MUZAFFARABAD, 14 March 2003 — Around 500 activists of a religious party took to the streets in the capital of Azad Kashmir yesterday to protest US plans to invade Iraq.
Protesters praised efforts by France, Germany, Russia and China to stop the possible attack, and urged the United Nations Security Council to prevent military action against Iraq.
They used sticks to beat burning effigies of US President George W. Bush and British Prime Minister Tony Blair.
“The international community should take collective measures to rid the world of America’s anti-humanity policies,” said Mahmoodul Hassan Ashraf, a local leader of the hard-line Jamiat Ulema-e-Islam (JUI) party.
The procession was led by the JUI, which campaigned fervently against the US-led bombardment of Afghanistan in late 2001 which sought to crush the Taleban regime and their Al-Qaeda terror network allies.
Pakistan is unlikely to use its rotating position on the 15-member Security Council to back any second resolution authorizing war. Prime Minister Zafarullah Jamali has said it would be “very difficult” for his government to support military action against Iraq. In a televised speech on Tuesday he called on the UN to give Iraq more time to disarm.
Also in Muzaffarabad, a key Kashmiri group yesterday condemned the deadly bus blast in the Indian-controlled zone of the disputed region, and blamed Indian agencies for the “cowardly act.”

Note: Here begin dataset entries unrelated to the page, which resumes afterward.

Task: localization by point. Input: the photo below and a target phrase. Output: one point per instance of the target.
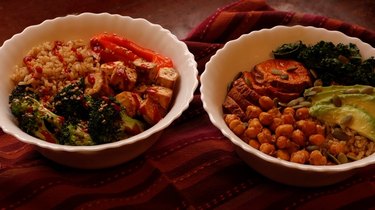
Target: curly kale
(333, 63)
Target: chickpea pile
(286, 133)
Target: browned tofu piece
(166, 77)
(151, 111)
(122, 78)
(147, 69)
(97, 84)
(131, 101)
(160, 94)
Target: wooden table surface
(179, 16)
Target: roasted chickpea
(254, 143)
(299, 157)
(317, 139)
(282, 142)
(282, 154)
(308, 127)
(265, 118)
(275, 123)
(298, 137)
(284, 130)
(251, 132)
(336, 147)
(320, 129)
(255, 123)
(302, 113)
(288, 119)
(292, 147)
(275, 112)
(317, 158)
(289, 110)
(237, 126)
(265, 136)
(266, 103)
(253, 111)
(267, 148)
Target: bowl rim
(252, 151)
(158, 127)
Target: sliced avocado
(362, 121)
(320, 93)
(360, 101)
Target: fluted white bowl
(83, 26)
(242, 54)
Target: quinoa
(50, 66)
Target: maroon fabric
(192, 166)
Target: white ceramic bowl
(84, 26)
(242, 54)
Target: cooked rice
(53, 65)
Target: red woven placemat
(192, 166)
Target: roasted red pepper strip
(147, 54)
(110, 51)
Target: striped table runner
(192, 166)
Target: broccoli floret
(108, 121)
(102, 117)
(70, 102)
(33, 117)
(129, 126)
(75, 133)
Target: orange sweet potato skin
(276, 78)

At least four people were killed and around two dozens injured when a bomb ripped through a bus in southern Indian Kashmir. The blast occurred late morning in a parked bus at the central terminus in the town of Rajouri.
“Let it be clear that attacks on the unarmed civilians or bomb blasts in buses and markets is not the work of the Mujahedeen,” Salim Hashmi, spokesman for the Hizbul Mujahedeen group, told AFP.
Hizb said it did not believe in attacking civilians. “This is a cowardly act and we strongly condemn it,” Hashmi said.